Today, they maintain a hosted environment for SRM and an installed environment for their SAP ERP system -- with full integration between the two. Going live with Hubwoo and fully integrating On Demand SRM was a six-month process. Initially, Graham went live at 6 facilities, but had rolled SRM On Demand out to a total of 62 by the following month. They now have 850 suppliers integrated into the system, representing approximately $200 million of spend (spread across 100 facilities). This represents a huge improvement from their previous internally installed efforts where they were only to implement 35 supplier catalogs and push $30 million through the system (and it took them 2 years to implement 200 suppliers). This resulted in less than 10% of their spend coming from selected catalog items (relative to 81% with the Hubwoo On Demand solution).
In addition, the previous implementation suffered from inconsistent pricing and lacked narrowly defined category classifications. There was little or no data capture of their supplier's names, SAP coding or UNSPSC classification associated with the spend running through the system. This only enabled them to analyze their spend by vendor plant or searching on a broad description. Today, Graham realizes consistent pricing from suppliers and can classify their purchases at the UNSPSC level while also capturing SAP material numbers. They have complete visibility into their SRM-based spending at the vendor, business unit and plant levels.
In the earlier installed implementation, Graham lacked visibility into preferred suppliers, products and pricing, forcing users to go to one of three systems for ordering. This resulted in management by active management (so to speak) requiring the procurement organization to manually review 90% of orders. The story today could not be more different. Users login to a single system that enables a largely exception-based approach to the ordering process with limited manual intervention ( <20% of spend is manually reviewed by the procurement organization).
Overall, Graham also appeared pleased with the quick implementation, ongoing support and enhancements and increased visibility to drive savings through "vendor consolidation, standardization and sourcing" that the SAP SRM On Demand approach provided. Going forward, Graham is planning on integrating its remaining 2000 suppliers into the system (representing $300 million in spend) by July of this summer. Future efforts will include direct materials suppliers (as well as spare parts suppliers for service parts replenishment).
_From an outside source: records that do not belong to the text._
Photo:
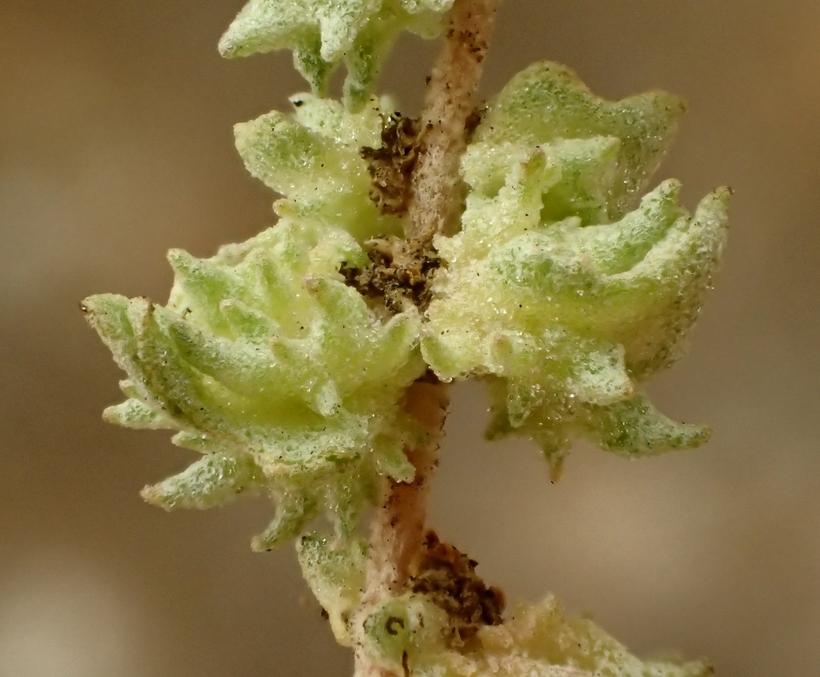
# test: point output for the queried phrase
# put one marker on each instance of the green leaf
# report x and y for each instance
(323, 33)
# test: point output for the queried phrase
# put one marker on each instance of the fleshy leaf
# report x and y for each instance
(213, 480)
(323, 33)
(260, 361)
(409, 633)
(313, 159)
(335, 572)
(555, 291)
(547, 102)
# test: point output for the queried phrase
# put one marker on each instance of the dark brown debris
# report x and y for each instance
(391, 165)
(448, 578)
(399, 273)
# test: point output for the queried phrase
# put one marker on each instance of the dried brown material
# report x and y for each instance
(391, 166)
(397, 536)
(399, 274)
(448, 578)
(450, 111)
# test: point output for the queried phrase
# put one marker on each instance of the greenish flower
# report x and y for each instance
(256, 361)
(553, 290)
(323, 33)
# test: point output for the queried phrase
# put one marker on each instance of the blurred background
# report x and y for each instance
(116, 144)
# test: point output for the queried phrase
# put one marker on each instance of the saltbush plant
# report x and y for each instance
(511, 241)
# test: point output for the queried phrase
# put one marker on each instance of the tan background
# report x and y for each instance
(115, 144)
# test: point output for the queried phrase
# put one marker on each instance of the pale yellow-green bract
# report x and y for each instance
(323, 33)
(411, 634)
(553, 290)
(559, 290)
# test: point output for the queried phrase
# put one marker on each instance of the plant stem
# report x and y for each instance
(449, 104)
(398, 530)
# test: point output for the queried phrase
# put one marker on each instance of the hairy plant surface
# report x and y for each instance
(289, 361)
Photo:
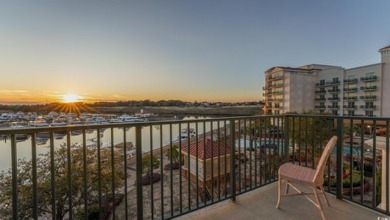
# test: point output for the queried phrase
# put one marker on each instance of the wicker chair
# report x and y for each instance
(293, 173)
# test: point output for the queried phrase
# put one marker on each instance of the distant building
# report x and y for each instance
(358, 91)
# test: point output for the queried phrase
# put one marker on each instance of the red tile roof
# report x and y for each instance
(207, 149)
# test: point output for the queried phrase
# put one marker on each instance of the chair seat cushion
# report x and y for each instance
(296, 173)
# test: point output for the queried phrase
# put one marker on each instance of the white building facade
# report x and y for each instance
(359, 91)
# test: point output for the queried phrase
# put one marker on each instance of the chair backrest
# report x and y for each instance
(319, 175)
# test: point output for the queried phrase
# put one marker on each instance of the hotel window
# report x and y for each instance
(369, 113)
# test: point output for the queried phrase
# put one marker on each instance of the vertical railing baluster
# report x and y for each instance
(99, 174)
(219, 159)
(226, 151)
(162, 176)
(180, 170)
(232, 161)
(245, 162)
(125, 171)
(261, 123)
(170, 170)
(286, 139)
(112, 172)
(85, 181)
(138, 141)
(374, 203)
(351, 158)
(387, 168)
(14, 177)
(339, 166)
(197, 164)
(255, 149)
(151, 165)
(239, 155)
(34, 175)
(212, 160)
(306, 139)
(361, 162)
(52, 178)
(70, 185)
(189, 166)
(204, 163)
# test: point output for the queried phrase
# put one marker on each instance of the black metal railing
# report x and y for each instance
(161, 170)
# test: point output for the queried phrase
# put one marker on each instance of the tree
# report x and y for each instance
(173, 154)
(62, 189)
(310, 131)
(149, 163)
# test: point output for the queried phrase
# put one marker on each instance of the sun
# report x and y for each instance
(69, 98)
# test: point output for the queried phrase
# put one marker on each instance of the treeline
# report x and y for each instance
(132, 103)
They also expect to use the Hubwoo hosted invoicing solution to gain greater operating efficiency.
Graham Packaging's experience with SAP SRM On Demand suggests that a linear progression from On Demand to an installed environment is not the only way companies move through an eProcurement maturity curve. It confirms the benefits of the On Demand business model to rapidly drive supplier enablement and the ability to bring large amounts of spend under management relatively quickly.